While the youngster was flapping about, not far away one of the Black-necked Stork parents was keeping watch.
OK we are heading into the bugs. Nothing to be concerned about in this lot I can assure you. See, first off is the egg casing for Praying Mantis. I must go and try and find it to see if it’s still there.
This Dragonfly almost looks like a helicopter. Such beautiful markings and colours no wonder it is called an Australian Tiger.
A Blue Skimmer found his favourite stick. I was watching for a minute and noticed he would always come back to this stick after a bit of a fly around the river bank. Made for getting a good photo of his wings.
The Lemon Migrants have hung around my place and some are still here.
I have some old chook watering and feed bits and pieces I use when I want to give the birds a snack. I went down that way and noticed a weevil deciding he’d had enough grain for the moment and was off.
Another butterfly that has been around is a Common Albatross Butterfly. They are quite quick and don’t land for long.
The Blue-banded Bees are still hard at gathering pollen. This Salvia is a favourite. Blue-banded Bees are solitary bees and make their nest on the ground.
This year, the lovely pink flowers of the Crepe Myrtle looked stunning
The Cassia flowers are the main attraction for the Lemon Migrant Butterflies. I tried to get butterflies and flowers but the butterflies seem to disappear when the shutter button is pushed. Perhaps there is a lot of Lemon Migrants in there somewhere.
This Native Plant grows grows throughout the place.
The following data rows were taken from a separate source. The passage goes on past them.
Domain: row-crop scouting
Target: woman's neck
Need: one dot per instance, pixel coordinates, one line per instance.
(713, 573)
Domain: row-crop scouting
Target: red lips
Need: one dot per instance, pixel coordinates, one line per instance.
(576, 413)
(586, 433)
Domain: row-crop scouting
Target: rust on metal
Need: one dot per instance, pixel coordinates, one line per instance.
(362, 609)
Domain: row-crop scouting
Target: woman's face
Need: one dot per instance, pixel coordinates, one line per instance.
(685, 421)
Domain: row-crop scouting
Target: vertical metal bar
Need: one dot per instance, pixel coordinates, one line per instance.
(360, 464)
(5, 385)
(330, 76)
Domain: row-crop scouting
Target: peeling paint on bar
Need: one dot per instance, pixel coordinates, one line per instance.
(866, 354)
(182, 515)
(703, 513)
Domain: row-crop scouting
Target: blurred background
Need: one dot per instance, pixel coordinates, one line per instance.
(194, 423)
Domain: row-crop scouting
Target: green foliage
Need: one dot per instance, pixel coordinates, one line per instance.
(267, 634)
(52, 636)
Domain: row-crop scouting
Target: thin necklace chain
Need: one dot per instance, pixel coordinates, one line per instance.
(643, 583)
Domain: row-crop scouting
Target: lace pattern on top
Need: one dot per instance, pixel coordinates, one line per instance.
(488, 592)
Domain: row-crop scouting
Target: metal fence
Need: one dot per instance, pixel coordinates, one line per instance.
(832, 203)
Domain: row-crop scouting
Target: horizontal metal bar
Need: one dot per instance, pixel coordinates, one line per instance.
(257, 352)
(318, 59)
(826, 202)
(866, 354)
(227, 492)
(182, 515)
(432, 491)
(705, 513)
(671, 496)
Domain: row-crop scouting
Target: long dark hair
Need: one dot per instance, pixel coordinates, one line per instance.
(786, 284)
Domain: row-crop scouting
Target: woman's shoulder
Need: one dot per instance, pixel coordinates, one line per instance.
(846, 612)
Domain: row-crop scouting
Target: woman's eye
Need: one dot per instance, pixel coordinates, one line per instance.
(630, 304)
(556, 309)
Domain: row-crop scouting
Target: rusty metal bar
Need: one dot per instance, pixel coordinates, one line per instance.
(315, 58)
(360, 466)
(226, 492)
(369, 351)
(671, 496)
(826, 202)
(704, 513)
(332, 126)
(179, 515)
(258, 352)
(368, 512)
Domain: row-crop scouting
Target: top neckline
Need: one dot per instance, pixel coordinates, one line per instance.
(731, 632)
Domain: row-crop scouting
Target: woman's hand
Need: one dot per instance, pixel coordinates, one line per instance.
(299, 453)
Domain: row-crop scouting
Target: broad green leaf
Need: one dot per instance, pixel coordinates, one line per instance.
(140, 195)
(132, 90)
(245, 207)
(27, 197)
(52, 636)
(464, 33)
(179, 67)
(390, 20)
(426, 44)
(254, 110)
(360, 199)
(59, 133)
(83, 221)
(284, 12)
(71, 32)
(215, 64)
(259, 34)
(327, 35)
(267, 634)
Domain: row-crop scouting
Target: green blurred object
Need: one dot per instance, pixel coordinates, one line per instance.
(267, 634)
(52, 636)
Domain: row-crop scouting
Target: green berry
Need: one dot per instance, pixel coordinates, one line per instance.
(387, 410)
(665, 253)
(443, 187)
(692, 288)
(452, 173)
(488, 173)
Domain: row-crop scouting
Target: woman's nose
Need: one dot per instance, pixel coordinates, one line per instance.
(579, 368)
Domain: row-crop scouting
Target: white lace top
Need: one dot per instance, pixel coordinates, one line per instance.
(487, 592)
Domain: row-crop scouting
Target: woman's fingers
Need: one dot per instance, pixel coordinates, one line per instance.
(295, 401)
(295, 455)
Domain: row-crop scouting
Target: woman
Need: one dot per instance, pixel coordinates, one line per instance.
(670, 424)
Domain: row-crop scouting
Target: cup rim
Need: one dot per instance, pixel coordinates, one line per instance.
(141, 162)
This is the first time one has grown in a garden bed.
The rain had sparked up the Hibiscus. The Miniature Red looks a treat covered in small red flowers…..
…..and there are many more on the way.
The red Salvia has so many flowers
Last month, the Ivory Curl flowers were just in the almost open stage. Now the Ivory Curl Bush is full of scented flowers and full of all manner if insects. Here a bee burrows down inside to get his pollen while the plant “paints” the bee with pollen from each of the tiny paint brushes.
Foxgloves, old and new, with water drops.
One of the weirdness of some Callistemon trees is the flowers come straight from the old growth branch. Here is a three stage of flower development in the one photo.
The tangerine flowers are stunning
The Champagne Pink Callistemon with yellow tips is so lovely.
The Roses are looking so good
I love the explosive effect you can get photographing Eucalypt flowers
A Lomandra flower and seed spear live up to their common name Spiky Club Rush, a waters edge plant that happily lives in garden and makes great borders.
Speaking of spiky, when out driving there always someone who says slow down, I’m sun-baking here mate. I had to get out of the car and almost touch the Bearded Dragon to get him to move off the road and find a safer spot to catch some rays.
I thought I would save the Yellow Paper Daisies so you could have a rest. I found these at the Raspberry Lookout. I had to clamber down the slope to get the photos. This is what I was concentrating on when the Wedge-tailed Eagle was watching me.
The rain and hot days have bought out some fungi. These dome shaped ones were found in a few places.
Some little ones were pushing from the soil and bark.
Instead of the usual sunset photo to finish off, here is a Green Tree Frog just sitting on the glass door. I guess hanging on with your chin helps.
Thanks for hanging around with me for a while. Hope you can come back next month too.